In the middle of an extensive rich acacia woodland lies one of Uganda’s most spectacular and breathtaking game parks. Lake Mburo national park is a very special place with a medley of habitats ranging from dry hillsides, rocky out crops bushy thickets, open and wooded savannas to forest, lakes and swamps. Its sculptured landscape, rolling hills and idyllic lake shores, forest galleries, seasonal and permanent swamps and grassy valleys all support a wealth of wildlife in a tropical setting. At only 370KM2, Lake Mburo National Park is small in comparison with many other East African parks but is home to a surprising diversity of plants and animals and harbors several species of mammals and birds found nowhere else in Uganda. These varied habitats support an impressive variety of wildlife including 68 mammal species. This is the only park in Uganda that inhabits Impalas and the only one in the rift region with Burchell’s zebras and the eland, topi are only found in Lake Mburo and Queen Elizabeth National Parks. Common mammal species include warthogs, buffalos, oribi, defassa, waterbucks, reedbucks and the eland antelopes. Leopards and hyenas are also present and lions have returned to the park after years of poaching and near extinction. The five lakes within the park attract hippos and crocodiles while fringing swamps hide secretive papyrus specialists such as the sitatunga antelope and papyrus gonolek. The park also has an impressive bird list with 332 species recorded including shoebill, papyrus yellow warbler, African finfoot, saddle-billed stork, brown-chested wattled plover, Carruther’s cisticola, Tabora cisticola, great snipe, Abyssinian ground hornbill and the white-winged warbler. Acacia woodland bird species are especially well represented.

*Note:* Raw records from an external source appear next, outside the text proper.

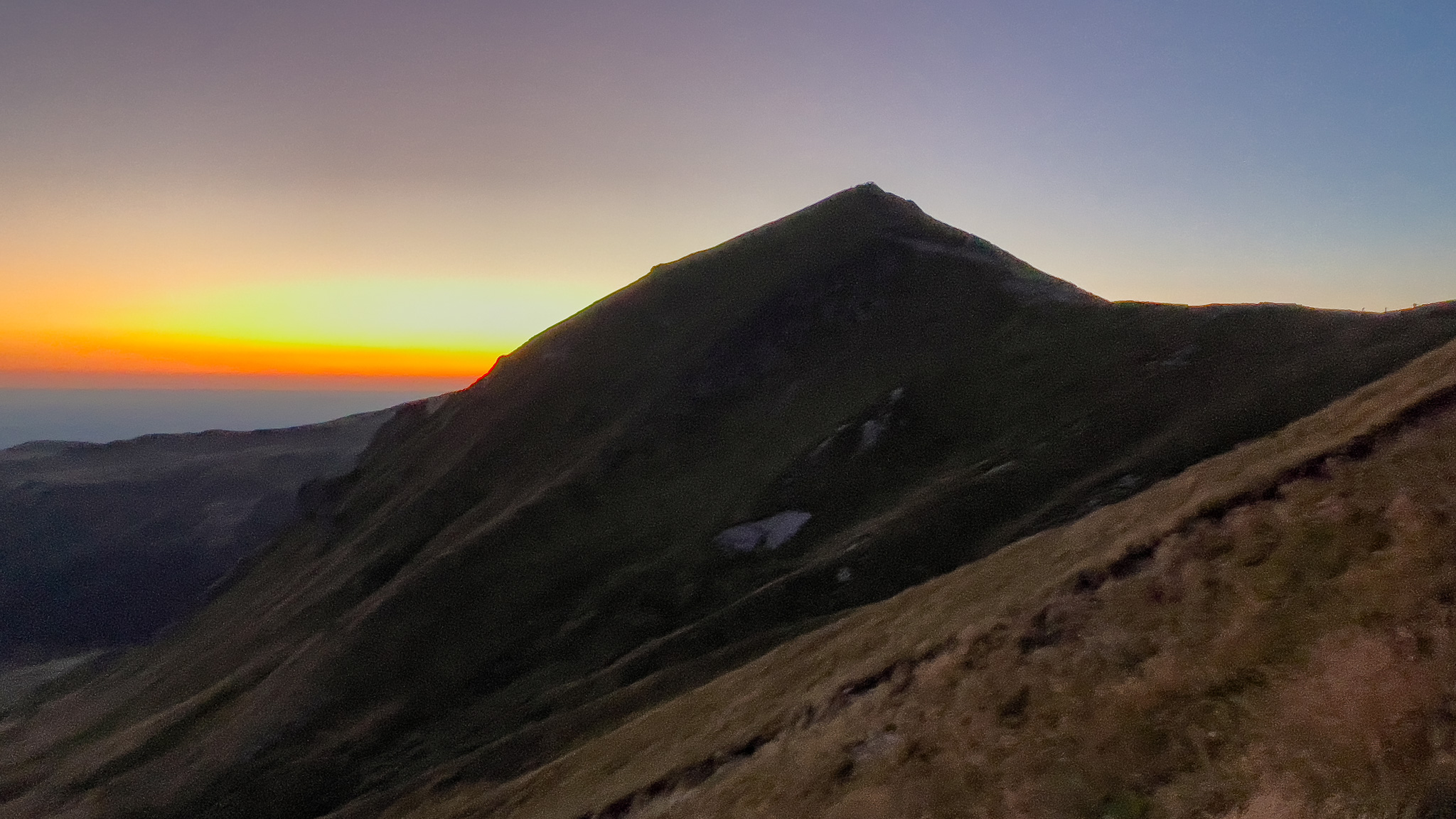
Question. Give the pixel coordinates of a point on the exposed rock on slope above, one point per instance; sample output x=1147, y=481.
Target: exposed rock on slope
x=101, y=545
x=533, y=562
x=1271, y=633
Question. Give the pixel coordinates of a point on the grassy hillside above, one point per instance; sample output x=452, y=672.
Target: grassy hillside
x=1267, y=634
x=101, y=545
x=520, y=567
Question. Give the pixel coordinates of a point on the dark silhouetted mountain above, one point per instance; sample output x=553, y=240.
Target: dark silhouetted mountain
x=737, y=449
x=101, y=545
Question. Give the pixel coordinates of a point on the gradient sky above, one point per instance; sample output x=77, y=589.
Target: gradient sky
x=366, y=193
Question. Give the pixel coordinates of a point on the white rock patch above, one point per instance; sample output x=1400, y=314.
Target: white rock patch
x=768, y=534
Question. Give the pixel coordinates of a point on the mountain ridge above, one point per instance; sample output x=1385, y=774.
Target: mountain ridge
x=518, y=557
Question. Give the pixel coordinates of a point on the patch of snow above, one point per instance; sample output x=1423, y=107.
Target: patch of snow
x=768, y=534
x=869, y=433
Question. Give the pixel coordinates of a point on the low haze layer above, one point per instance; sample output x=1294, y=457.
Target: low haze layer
x=375, y=190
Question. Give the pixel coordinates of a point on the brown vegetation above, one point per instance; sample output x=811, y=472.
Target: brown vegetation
x=1270, y=634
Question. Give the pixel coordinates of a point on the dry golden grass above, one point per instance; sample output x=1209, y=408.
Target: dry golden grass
x=1267, y=634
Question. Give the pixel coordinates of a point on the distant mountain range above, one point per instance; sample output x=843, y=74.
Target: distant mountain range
x=101, y=545
x=742, y=448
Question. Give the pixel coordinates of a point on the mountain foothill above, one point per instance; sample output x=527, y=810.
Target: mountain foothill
x=854, y=515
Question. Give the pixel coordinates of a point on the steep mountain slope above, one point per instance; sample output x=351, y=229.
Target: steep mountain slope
x=101, y=545
x=1271, y=633
x=592, y=527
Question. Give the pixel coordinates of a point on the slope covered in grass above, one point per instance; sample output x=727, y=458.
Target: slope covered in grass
x=522, y=566
x=1268, y=634
x=104, y=544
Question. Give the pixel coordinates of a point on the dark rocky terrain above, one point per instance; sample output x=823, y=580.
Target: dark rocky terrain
x=734, y=451
x=101, y=545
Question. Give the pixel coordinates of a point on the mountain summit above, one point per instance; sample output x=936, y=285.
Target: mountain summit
x=733, y=451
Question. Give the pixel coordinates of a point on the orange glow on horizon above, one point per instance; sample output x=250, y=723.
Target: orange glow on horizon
x=75, y=356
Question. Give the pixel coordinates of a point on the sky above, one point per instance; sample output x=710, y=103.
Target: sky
x=368, y=196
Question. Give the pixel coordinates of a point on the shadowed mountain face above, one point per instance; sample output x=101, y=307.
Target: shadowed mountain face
x=740, y=446
x=101, y=545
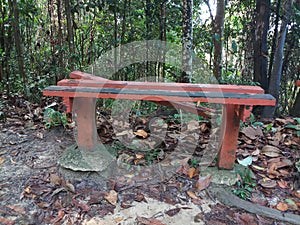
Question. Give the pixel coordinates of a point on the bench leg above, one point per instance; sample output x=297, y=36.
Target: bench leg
x=89, y=154
x=229, y=135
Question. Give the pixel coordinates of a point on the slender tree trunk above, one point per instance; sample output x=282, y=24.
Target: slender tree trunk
x=115, y=41
x=60, y=41
x=218, y=39
x=278, y=58
x=18, y=41
x=70, y=35
x=295, y=111
x=163, y=37
x=274, y=38
x=261, y=43
x=187, y=41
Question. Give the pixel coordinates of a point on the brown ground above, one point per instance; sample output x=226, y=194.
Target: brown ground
x=34, y=191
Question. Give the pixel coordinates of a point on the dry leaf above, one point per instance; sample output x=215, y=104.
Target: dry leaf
x=148, y=221
x=271, y=151
x=192, y=195
x=55, y=179
x=6, y=221
x=173, y=212
x=141, y=133
x=203, y=182
x=112, y=197
x=191, y=172
x=268, y=183
x=59, y=217
x=282, y=184
x=297, y=194
x=17, y=209
x=251, y=133
x=282, y=206
x=70, y=186
x=39, y=135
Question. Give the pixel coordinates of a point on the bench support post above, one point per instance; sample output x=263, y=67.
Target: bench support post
x=89, y=154
x=229, y=135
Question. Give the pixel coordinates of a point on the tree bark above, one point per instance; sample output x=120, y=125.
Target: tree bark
x=218, y=39
x=278, y=58
x=187, y=41
x=18, y=41
x=261, y=43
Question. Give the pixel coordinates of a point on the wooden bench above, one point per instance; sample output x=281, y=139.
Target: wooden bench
x=237, y=103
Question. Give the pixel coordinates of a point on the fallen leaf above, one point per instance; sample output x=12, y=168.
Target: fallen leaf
x=173, y=212
x=55, y=179
x=271, y=151
x=246, y=161
x=141, y=133
x=282, y=206
x=70, y=186
x=282, y=184
x=191, y=172
x=258, y=167
x=149, y=221
x=267, y=183
x=39, y=135
x=6, y=221
x=297, y=194
x=112, y=197
x=17, y=209
x=203, y=182
x=291, y=203
x=192, y=195
x=59, y=216
x=118, y=219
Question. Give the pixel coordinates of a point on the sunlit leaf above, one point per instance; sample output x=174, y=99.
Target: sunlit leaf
x=271, y=151
x=246, y=162
x=112, y=197
x=282, y=206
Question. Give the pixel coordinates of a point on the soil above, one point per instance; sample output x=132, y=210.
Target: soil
x=35, y=190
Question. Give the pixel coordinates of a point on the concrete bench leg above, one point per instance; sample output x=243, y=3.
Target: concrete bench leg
x=229, y=135
x=89, y=154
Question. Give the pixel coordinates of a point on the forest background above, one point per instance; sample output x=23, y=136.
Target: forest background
x=254, y=42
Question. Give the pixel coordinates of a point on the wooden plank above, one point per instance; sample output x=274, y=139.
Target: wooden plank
x=160, y=86
x=159, y=95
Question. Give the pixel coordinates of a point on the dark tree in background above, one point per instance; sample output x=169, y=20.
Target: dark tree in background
x=261, y=43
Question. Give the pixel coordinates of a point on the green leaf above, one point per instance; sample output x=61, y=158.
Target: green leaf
x=234, y=46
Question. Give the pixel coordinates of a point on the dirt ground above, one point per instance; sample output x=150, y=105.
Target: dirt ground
x=35, y=190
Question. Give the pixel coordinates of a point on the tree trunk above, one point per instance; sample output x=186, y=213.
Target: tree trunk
x=295, y=111
x=261, y=43
x=277, y=68
x=218, y=39
x=60, y=75
x=18, y=41
x=187, y=41
x=70, y=35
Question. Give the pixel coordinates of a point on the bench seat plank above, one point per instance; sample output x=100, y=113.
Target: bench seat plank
x=161, y=95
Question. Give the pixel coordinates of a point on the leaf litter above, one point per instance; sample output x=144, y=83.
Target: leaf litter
x=34, y=192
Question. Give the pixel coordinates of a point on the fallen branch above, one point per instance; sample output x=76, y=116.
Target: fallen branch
x=230, y=199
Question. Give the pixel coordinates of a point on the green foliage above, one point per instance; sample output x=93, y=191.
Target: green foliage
x=54, y=118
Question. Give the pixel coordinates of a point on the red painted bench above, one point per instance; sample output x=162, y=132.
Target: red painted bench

The eastern shores of Lake Mburo can be explored by boat, departing from a jetty at the lakeside campsite near Rwonyo. Watch out for crocodiles and hippopotamus during the two hour voyage. You can also sight a variety of birds including pelicans, herons, the cormorant fish eagle and perhaps the rare fin foot and shoebill storks. Fishermen with their own equipment may fish in the lake from the campsite by arrangement.
Guided walks explore the park around Rwonyo, culminating in a vist to a natural salt lake frequented by the wildlife. Viewing is facilitated by a timber observation platform.
The eastern hinterland of Lake Mburo is served by a network of game tracks along which a variety of savannah animals and birds can be sighted. Impalas are the most commonly seen along the impala track while zebras frequent the grassy valley floors traversed by the zebra track. This connects to the Ruroko track which passes rock kopjes, home to the elusive Klipspringer. In the south of the park, the lake side track passes through dense woodland that is home to bushbuck and bush duiker, to Kigarama hill which provides a panoramic view of Lake Mburo. This lake and seven more can also be seen from the Kazuma lookout close to Kazuma track.
Though small, this tract of forest on the western side of Lake Mburo provides a taste of the tropical high forest with closed canopy and is home to a variety of forest bird species.
Conservation education centre
The park has a conservation education centre, 1 km west of Sanga gate. This provides accommodation and an education hall for school groups, visitors, seminars and workshops.
Nature walks, bird watching, boat cruises and game drives
HOW TO GET THERE
Lake Mburo National Park lies between the towns of Masaka and Mbarara, in South-Western Uganda and is a three hour drive (228kms) from Kampala. Two gates enter the park. From Kampala past Lyantonde to the Nshara gate is 13kms, while the junction for Sanga gate is located at Sanga trading centre, 27 kms past Lyantonde.